Man that is one sweet rig you have there 

What fluid are you using? (i love that blue)
What case is that?


----------



## CyberDruid (Jun 28, 2008)

Primochill PC Ice with _Clear UV Blue_ Tracerline dye.

TJ-07. It's not mine: but I built it


----------



## Cold Storm (Jun 28, 2008)

IF that doesn't give ya the title.... Man, I bet the one you built it for is going to be VERY happy!


----------



## Dr. Spankenstein (Jun 28, 2008)

I remember seeing this before! Great mod!

My favorite pic was the shot from a darkened room. The LED in the res looked like a little blue flame perfectly framed in that discreet hole in the side panel....

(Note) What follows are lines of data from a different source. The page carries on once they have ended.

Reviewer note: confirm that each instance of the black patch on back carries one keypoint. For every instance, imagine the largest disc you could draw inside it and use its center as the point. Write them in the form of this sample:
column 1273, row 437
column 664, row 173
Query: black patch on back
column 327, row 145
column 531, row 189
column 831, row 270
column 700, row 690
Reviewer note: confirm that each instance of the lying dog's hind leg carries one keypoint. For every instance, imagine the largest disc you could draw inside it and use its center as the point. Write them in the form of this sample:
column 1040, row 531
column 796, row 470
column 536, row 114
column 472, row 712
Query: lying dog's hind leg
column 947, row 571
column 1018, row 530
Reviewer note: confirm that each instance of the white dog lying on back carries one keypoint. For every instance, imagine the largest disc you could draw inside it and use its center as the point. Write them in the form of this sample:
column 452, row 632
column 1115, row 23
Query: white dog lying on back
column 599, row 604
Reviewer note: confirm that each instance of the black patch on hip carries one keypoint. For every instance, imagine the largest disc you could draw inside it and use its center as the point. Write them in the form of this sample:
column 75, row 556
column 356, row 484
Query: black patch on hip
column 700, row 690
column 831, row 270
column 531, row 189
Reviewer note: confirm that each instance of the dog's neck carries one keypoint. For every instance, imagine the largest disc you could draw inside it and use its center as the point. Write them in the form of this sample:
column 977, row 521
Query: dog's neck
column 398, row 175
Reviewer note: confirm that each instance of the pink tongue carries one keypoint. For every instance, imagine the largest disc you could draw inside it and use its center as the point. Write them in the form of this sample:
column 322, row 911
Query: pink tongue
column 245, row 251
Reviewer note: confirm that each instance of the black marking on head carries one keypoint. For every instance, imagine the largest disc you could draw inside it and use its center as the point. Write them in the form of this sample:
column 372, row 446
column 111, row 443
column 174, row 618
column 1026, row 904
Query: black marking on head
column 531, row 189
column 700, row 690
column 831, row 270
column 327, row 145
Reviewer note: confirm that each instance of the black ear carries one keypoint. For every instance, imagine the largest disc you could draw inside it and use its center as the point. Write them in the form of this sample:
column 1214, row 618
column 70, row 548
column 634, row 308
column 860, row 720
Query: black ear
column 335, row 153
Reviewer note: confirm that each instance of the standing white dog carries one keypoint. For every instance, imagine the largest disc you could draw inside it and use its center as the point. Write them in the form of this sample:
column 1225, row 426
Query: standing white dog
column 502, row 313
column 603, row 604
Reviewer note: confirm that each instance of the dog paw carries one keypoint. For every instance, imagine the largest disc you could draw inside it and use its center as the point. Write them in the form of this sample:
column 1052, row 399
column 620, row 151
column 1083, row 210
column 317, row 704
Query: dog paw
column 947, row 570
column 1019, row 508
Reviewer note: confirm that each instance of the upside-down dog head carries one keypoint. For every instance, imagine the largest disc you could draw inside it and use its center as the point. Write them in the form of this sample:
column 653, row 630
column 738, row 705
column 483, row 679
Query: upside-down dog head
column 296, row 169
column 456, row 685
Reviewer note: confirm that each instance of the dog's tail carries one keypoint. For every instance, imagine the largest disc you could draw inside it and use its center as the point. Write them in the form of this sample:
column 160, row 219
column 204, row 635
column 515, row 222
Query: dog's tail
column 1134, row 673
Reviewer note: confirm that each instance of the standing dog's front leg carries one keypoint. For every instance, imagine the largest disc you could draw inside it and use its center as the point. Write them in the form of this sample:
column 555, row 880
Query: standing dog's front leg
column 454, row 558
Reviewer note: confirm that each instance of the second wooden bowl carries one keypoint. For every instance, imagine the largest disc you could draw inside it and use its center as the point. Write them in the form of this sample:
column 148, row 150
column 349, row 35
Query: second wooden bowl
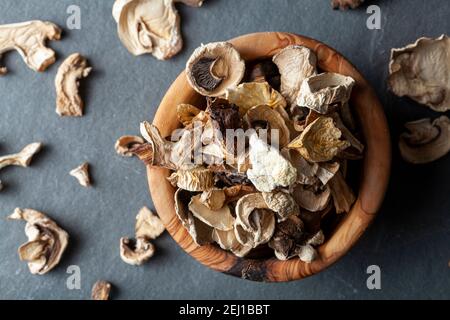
column 372, row 186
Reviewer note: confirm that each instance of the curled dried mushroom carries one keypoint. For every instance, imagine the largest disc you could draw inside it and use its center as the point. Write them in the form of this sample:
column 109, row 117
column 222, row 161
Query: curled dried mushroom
column 68, row 100
column 29, row 38
column 425, row 140
column 46, row 241
column 421, row 72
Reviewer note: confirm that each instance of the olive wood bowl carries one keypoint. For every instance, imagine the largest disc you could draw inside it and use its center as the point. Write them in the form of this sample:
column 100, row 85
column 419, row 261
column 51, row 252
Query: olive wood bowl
column 373, row 178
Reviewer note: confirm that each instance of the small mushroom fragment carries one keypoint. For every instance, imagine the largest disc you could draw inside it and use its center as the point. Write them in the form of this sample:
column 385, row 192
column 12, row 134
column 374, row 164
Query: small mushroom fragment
column 425, row 141
column 345, row 4
column 319, row 92
column 68, row 100
column 421, row 72
column 29, row 38
column 23, row 158
column 81, row 173
column 101, row 290
column 295, row 63
column 125, row 144
column 269, row 169
column 46, row 241
column 320, row 141
column 136, row 253
column 215, row 67
column 252, row 94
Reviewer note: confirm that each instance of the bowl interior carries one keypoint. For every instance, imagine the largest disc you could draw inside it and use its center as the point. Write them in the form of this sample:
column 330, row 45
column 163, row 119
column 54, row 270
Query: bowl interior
column 372, row 185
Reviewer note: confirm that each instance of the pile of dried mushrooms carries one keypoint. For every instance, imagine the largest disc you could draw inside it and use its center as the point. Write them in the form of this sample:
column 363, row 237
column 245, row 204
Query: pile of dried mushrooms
column 283, row 169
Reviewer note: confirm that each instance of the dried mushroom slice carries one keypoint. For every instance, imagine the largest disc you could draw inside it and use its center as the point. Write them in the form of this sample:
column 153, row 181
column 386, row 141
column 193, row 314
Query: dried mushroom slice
column 321, row 91
column 81, row 173
column 101, row 290
column 252, row 94
column 29, row 38
column 274, row 122
column 215, row 67
column 125, row 144
column 46, row 241
column 282, row 203
column 136, row 252
column 425, row 141
column 220, row 219
column 320, row 141
column 295, row 63
column 21, row 159
column 421, row 72
column 200, row 232
column 148, row 225
column 68, row 100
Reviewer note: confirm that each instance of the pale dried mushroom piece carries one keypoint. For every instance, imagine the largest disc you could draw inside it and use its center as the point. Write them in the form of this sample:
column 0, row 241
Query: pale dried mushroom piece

Awesome! You sir, are an artiste'!


----------



## cdawall (Jun 28, 2008)

wow thats amazing


----------



## CyberDruid (Jun 28, 2008)

It's my favorite so far. That case is a joy to work with.


----------



## Dr. Spankenstein (Jun 28, 2008)

I agree. This case is teh sehks!


----------



## Cold Storm (Jun 28, 2008)

Man, its a sweet one! I can't wait to see how the owner likes this case!


----------



## hat (Jun 28, 2008)

480gtx?


----------



## CyberDruid (Jun 28, 2008)

Correctamundo. The owner likes his case very much. In fact this case helped him become good friends with the owner of Razer...according to what he's been telling me.


----------



## hat (Jun 28, 2008)

Uhm we have 280GTX now 480GTX would be 2 generarions ahead correct? I guess Nvidia will be using the Pentium 4 idealogy for a while... shrink the die and cram more stuff in


----------



## imperialreign (Jun 28, 2008)

hat said:


> Uhm we have 280GTX now 480GTX would be 2 generarions ahead correct? I guess Nvidia will be using the Pentium 4 idealogy for a while... shrink the die and cram more stuff in



I think you posted in the wrong thread there, man 



@Cyber - that's a beatiful and very sleek, professional build man!


----------



## Cold Storm (Jun 28, 2008)

Or, Lets show Hat what we are talking about.... Its a radiator Hat... Not a Graphics card..


----------



## CyberDruid (Jun 28, 2008)

The GFX are GTS 640 I think...hell I can't keep track anymore... a true PITA to LC with that MCW 60R. Had to glue each RAMsink in place with Artic epoxy.


----------